New Delhi, July 25 (IANS) The average cost of a data breach in India reached Rs 17.9 crore in 2023, almost a 28 per cent increase since 2020, a new report said on Tuesday.
According to tech major IBM, detection and escalation costs jumped 45 per cent over this same time frame, representing the highest portion of breach costs, and indicating a shift towards more complex breach investigations.
At nearly 22 per cent, the most common attack type in India was phishing, followed by stolen or compromised credentials (16 per cent).
Social engineering was the costliest root cause of breaches at Rs 19.1 crore, followed by malicious insider threats, which amounted to about Rs 18.8 crore.
“The report shows that security AI and automation had the biggest impact on keeping breach costs down and cutting time off the investigation — and yet a majority of organizations in India still haven’t deployed these technologies,” said Viswanath Ramaswamy, Vice President, Technology, IBM India & South Asia.
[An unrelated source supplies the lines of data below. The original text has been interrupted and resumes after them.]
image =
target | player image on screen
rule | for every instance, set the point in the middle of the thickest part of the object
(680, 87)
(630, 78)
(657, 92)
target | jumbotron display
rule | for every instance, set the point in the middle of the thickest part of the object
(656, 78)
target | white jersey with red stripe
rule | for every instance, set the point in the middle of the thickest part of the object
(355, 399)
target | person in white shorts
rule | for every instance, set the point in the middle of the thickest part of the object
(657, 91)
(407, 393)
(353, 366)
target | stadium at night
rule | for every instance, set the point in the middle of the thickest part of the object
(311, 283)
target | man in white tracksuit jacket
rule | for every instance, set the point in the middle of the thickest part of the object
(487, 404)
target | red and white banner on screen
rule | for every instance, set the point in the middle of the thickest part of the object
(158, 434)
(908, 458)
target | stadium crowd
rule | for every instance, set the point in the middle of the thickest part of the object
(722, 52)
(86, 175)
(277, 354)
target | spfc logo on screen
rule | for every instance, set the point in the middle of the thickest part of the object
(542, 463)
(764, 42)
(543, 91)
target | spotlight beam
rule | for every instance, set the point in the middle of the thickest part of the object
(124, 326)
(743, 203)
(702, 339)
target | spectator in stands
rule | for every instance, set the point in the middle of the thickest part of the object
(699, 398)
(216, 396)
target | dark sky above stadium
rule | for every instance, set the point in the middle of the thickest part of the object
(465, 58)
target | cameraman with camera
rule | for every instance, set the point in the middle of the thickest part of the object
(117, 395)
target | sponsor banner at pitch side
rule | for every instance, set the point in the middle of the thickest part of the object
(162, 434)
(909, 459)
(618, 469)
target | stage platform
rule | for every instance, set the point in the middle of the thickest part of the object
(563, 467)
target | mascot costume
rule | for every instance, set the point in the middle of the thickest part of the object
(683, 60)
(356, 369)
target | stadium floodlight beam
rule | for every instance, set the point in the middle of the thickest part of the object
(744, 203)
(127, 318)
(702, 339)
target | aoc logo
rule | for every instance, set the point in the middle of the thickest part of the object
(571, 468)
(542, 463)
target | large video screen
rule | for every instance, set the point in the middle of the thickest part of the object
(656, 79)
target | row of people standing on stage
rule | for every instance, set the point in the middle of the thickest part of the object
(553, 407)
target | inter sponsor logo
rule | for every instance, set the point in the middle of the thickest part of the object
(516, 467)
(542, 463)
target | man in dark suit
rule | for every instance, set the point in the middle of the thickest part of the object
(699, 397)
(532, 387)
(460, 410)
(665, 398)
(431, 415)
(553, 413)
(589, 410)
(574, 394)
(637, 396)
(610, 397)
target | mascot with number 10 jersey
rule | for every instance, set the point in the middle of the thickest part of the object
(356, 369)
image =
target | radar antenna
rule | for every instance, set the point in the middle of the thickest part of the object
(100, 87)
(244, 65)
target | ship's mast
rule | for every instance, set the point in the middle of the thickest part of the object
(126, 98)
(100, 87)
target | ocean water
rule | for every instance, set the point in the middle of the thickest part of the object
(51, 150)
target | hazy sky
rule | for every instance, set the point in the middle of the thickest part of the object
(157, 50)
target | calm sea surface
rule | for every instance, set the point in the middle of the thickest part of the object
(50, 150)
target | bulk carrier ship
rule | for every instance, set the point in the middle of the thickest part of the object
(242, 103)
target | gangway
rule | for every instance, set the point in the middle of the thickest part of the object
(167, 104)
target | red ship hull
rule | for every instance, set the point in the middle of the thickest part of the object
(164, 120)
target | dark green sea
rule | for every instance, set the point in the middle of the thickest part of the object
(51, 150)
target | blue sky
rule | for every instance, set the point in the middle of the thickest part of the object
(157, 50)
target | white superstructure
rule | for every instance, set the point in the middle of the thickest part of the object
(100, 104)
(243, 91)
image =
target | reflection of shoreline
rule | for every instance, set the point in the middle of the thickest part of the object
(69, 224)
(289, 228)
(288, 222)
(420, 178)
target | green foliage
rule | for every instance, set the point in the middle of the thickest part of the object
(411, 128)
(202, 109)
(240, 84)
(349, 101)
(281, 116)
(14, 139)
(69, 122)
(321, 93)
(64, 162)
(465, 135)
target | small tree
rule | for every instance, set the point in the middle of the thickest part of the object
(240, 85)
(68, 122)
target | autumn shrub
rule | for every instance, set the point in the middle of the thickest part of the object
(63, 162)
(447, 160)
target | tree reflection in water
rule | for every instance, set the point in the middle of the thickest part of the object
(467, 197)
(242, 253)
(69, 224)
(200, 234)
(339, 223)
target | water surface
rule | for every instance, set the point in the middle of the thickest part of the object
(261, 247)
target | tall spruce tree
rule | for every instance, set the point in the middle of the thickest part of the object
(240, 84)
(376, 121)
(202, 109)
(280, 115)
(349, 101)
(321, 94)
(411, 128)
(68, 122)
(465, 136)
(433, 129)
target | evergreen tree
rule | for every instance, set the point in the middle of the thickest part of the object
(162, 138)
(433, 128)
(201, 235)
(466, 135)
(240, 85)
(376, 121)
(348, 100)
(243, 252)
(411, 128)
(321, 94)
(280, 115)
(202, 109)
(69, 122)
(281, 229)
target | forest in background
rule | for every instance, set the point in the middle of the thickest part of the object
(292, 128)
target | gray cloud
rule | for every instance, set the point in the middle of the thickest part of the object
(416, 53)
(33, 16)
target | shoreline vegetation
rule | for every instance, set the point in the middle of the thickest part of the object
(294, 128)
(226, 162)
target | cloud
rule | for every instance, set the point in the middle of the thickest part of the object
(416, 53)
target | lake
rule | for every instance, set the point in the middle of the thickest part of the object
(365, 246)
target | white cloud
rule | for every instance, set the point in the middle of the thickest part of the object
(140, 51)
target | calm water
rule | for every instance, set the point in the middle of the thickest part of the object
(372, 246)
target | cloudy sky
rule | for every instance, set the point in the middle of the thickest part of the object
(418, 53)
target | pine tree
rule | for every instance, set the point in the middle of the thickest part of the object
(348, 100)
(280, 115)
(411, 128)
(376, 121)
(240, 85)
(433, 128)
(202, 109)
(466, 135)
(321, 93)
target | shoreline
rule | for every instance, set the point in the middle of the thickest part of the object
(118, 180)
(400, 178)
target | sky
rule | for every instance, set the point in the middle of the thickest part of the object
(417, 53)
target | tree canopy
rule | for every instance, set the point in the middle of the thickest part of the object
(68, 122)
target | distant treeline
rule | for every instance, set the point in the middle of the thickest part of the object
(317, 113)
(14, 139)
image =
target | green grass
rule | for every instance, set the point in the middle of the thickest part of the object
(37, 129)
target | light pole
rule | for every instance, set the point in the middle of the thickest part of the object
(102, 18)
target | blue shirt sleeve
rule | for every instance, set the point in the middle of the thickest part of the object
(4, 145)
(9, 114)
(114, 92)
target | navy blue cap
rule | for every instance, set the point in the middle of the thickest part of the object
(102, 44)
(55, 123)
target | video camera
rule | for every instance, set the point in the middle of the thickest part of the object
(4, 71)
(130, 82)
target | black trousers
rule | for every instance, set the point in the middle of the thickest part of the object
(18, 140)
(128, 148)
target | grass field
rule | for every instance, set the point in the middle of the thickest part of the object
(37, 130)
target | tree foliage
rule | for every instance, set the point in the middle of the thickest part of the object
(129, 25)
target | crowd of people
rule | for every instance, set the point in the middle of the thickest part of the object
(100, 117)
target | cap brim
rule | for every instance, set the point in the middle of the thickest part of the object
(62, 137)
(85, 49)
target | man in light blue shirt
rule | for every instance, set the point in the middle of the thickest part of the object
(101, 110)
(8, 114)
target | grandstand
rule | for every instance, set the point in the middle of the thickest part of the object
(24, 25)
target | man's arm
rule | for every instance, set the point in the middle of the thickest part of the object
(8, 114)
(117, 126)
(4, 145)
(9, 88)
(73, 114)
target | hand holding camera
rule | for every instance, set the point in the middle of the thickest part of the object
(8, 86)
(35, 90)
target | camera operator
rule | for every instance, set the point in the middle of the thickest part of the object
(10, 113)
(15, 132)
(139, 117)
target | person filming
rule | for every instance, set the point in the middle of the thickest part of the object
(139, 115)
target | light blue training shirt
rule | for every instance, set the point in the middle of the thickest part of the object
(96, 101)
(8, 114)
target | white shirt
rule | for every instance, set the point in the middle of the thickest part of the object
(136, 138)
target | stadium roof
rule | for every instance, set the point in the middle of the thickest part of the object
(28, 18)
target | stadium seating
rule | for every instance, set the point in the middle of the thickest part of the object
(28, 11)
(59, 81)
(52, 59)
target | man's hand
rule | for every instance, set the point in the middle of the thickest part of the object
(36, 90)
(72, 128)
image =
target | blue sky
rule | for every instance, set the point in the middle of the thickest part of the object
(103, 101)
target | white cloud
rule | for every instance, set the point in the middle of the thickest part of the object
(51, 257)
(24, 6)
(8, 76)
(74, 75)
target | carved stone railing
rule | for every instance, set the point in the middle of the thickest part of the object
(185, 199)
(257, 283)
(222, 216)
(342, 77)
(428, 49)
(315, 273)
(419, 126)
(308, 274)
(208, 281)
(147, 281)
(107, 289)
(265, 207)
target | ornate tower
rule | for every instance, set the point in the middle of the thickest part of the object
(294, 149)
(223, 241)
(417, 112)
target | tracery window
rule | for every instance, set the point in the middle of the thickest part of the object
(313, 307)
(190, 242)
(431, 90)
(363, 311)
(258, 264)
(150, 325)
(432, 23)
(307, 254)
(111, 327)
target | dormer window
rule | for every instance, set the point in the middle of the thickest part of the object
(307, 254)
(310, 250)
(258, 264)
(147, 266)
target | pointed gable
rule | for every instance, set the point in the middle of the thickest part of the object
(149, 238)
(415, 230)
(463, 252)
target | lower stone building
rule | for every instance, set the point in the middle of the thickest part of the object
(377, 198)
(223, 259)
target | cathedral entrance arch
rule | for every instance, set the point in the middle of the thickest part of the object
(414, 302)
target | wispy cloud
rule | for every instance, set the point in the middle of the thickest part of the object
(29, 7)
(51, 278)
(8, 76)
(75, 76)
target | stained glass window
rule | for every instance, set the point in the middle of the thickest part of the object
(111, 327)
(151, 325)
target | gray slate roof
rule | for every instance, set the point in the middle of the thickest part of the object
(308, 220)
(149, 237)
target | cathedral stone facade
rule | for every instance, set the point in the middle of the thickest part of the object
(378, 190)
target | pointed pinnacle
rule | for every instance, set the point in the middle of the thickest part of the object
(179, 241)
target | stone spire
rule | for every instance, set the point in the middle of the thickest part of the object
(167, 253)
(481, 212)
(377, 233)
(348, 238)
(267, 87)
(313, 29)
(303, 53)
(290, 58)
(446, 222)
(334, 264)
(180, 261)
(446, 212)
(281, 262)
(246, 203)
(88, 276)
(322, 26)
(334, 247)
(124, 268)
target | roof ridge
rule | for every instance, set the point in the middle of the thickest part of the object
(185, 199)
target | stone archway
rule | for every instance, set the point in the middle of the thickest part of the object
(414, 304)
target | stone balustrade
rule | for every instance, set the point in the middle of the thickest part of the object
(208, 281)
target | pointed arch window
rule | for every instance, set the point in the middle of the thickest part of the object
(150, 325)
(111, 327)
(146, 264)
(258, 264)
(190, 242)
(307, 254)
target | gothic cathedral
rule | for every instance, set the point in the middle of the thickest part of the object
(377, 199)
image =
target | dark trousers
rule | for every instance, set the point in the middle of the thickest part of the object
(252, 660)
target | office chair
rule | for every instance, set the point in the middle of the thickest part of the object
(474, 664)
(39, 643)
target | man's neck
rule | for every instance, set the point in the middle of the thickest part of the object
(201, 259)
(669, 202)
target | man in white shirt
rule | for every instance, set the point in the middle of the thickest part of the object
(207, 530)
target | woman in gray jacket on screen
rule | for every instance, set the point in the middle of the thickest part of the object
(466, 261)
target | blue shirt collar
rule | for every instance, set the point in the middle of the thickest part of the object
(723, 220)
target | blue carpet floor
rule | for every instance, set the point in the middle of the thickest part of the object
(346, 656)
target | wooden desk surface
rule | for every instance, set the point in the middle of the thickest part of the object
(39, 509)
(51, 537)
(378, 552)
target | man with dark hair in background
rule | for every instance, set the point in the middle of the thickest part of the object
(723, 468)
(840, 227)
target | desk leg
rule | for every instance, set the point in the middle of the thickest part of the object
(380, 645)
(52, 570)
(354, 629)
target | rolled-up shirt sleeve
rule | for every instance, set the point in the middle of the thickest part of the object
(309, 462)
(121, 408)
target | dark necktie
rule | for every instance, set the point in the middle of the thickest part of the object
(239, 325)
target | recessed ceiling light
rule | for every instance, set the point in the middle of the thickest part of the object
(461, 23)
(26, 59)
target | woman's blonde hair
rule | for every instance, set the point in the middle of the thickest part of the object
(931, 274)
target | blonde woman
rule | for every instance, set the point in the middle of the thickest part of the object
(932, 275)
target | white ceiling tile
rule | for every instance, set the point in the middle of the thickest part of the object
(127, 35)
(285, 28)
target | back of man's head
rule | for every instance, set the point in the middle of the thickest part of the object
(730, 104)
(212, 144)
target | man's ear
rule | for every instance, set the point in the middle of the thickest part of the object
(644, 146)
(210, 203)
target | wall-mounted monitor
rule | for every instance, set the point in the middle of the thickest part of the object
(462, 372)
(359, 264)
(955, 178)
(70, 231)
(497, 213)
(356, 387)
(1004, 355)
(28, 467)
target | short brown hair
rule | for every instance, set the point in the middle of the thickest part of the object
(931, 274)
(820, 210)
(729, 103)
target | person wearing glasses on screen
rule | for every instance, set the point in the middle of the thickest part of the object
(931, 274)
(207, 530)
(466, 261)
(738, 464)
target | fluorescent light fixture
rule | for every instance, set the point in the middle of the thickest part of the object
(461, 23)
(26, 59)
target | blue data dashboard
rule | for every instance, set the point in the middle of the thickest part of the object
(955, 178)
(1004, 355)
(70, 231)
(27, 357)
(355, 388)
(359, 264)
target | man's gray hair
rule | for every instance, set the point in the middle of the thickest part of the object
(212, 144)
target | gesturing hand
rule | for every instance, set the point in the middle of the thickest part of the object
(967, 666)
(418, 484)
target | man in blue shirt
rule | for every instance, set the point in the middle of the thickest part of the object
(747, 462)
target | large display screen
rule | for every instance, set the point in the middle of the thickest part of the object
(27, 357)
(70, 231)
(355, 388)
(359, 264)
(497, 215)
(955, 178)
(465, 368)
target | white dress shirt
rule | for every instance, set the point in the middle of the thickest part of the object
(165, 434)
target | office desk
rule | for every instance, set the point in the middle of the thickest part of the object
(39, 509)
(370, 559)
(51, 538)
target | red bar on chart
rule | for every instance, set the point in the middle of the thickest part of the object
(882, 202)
Moreover, the report showed that about 28 per cent of data breaches resulted in the loss of data spanning multiple types of environments in India (i.e., public cloud, private cloud, on-prem) — indicating that attackers were able to compromise multiple environments while avoiding detection.
The report also found that while 95 per cent of organisations studied globally have experienced more than one breach, these breached organisations were more likely to pass incident costs onto consumers (57 per cent) than to increase security investments (51 per cent).
In India, companies with extensive use of AI and automation experienced a data breach lifecycle that was 153 days shorter compared to studied organizations that have not deployed these technologies (225 days versus 378 days).
Organisations that used security AI and automation extensively saw nearly Rs 9.5 crore less in data breach costs than organisations that did not use these technologies.